Bayramdı seyrandı derken… O da bitti.

Yenisine artık.

Kaderde yenisini görmek varsa tabii.

Hocaya sormuşlar,

“Hocam ramazan bitti gitti; acaba bizden memnun kaldı mı?”

Hoca,

“Kaldı kaldı!” demiş. “Sizden o kadar memnun kaldı ki seneye on gün erken gelecek.”

“Yine de bitip gitmesine üzüldük bu mübarek ayın,” demişler.

Hoca,

“Bilmez miyim üzüldüğünüzü?” demiş. “Üç gündür baklavalı börekli, yemeli içmeli bayram ediyorsunuz!”
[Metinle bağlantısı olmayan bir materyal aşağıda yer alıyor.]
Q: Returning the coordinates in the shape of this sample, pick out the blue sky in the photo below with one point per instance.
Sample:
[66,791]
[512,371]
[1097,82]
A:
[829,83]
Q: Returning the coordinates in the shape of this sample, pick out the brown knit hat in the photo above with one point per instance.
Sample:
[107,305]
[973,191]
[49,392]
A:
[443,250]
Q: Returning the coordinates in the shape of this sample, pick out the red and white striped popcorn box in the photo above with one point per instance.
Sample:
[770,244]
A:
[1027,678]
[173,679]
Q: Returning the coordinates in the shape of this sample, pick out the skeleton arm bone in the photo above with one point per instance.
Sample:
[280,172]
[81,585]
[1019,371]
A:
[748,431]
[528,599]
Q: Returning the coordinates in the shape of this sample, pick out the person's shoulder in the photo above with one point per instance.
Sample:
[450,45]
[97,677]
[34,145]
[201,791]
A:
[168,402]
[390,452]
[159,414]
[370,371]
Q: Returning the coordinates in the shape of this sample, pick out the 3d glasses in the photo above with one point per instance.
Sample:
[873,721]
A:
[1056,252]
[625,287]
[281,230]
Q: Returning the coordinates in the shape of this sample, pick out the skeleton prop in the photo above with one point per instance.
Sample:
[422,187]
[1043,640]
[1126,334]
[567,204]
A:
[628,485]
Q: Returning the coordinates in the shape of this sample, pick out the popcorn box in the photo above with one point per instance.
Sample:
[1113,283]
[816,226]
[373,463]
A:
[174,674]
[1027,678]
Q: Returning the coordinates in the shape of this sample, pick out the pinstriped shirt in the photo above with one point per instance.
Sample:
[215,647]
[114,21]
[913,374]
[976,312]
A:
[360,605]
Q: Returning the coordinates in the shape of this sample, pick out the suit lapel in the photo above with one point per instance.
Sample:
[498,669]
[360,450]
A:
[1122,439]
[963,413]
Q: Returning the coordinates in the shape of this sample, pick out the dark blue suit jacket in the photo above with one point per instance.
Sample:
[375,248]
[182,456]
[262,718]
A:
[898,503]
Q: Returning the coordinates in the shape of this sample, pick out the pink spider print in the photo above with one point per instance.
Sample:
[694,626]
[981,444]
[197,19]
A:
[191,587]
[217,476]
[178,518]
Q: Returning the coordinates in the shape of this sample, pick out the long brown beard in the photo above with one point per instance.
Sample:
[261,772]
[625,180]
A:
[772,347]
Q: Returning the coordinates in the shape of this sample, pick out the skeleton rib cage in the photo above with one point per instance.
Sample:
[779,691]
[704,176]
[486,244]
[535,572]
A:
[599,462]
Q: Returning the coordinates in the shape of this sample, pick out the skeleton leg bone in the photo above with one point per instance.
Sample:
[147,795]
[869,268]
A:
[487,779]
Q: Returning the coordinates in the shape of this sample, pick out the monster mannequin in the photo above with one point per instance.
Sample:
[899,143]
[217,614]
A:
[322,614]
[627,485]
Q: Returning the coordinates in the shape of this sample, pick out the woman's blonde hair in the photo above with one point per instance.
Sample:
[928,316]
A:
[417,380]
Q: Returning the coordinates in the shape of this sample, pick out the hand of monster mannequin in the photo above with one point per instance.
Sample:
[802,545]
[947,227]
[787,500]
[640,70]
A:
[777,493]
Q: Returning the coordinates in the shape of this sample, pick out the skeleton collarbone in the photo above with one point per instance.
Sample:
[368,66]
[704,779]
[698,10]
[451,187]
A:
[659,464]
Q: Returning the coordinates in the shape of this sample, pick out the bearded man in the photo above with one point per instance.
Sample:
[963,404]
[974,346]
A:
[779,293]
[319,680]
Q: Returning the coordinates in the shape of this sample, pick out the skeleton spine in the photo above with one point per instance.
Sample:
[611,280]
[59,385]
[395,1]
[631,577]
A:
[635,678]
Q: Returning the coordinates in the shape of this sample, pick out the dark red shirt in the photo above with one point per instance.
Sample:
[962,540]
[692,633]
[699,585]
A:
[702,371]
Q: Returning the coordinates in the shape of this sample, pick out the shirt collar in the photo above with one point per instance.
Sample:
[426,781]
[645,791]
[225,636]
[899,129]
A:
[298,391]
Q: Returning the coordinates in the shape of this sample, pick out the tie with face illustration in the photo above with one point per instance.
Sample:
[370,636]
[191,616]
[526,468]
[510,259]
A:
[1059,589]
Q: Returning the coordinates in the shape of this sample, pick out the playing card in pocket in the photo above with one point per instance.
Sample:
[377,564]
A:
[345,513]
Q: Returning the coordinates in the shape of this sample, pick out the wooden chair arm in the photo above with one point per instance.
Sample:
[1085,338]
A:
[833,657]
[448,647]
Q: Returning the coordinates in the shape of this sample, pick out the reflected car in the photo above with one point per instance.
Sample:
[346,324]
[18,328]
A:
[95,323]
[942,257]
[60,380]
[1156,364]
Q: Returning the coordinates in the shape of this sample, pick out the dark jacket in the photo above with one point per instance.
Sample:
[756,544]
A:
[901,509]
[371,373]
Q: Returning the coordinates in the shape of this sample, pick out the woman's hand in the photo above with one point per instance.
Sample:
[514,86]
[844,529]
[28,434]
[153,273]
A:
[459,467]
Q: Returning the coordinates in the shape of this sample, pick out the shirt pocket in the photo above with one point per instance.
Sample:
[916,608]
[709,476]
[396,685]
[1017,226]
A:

Bu da böyle bir fıkra işte.

***

Geçip giden kaçıncı bayram bu?

Ve önümüzde kaç bayram var daha?

Kim kaç bayram daha görebilecek?

Orası bilinmez.

İki bayram arasında dahi insanın başına neler neler gelmiyor ki?

Kaderde ne varsa o olur, deyip geçmek gerekiyor bunu da.

Ben böyle söyleyince, insanlar benim kaderci bir anlayışa sahip olduğumu zannediyor.

Kader, deyip kenara çekilmek gibi bir düşüncem yok.

Yani öyle alına yazılan kader falan değil sözünü ettiğim…

“Alnımıza böyle yazılmış” deyip el elde baş başta…

Hayır!

İnsan kendi kaderini kendi yazar.

Aldığı kararlar, attığı adımlar hazırlar insanın kaderini.

Yani yaşadığını…

Yaşayacaklarını insan kendi yazar kendi alnına.

***

Bayramda dost akraba ziyaretlerinde gördüm ki…

Ne yaman hayatlar yaşıyor insanlar.

Kimileri perli perişan…

Kimileri…

Kader demişken…

Herkesin yaşadığı kaderin…

Yaşadığı hayatın farklı farklı olduğunu gördüm.

Gördüm ki…

Kadınlar!

Hayatın can damarı!

Çekip çeviren…

Hayata düzen veren…

Hayata bakış açısıyla…

Giyimiyle kuşamıyla…

Temizliğiyle…

Eviyle…

Ve hatta!

Erkeğine…

Ev halkına verdiği ayarla…

Kadınlar!

Dost, misafir ağırlayan…

Evin yükünü omuzlayan…

Kadınlar!

Nasıldı o söz?

İnsanı rezil eden de vezir eden de kadındır mıydı?

Her şey kadından mı?

Değil!

Soğuk pilava kaşık sallamakla geçip gidiyorsa hayat…

Bunda erkeğin dangalaklığının da payı var elbette.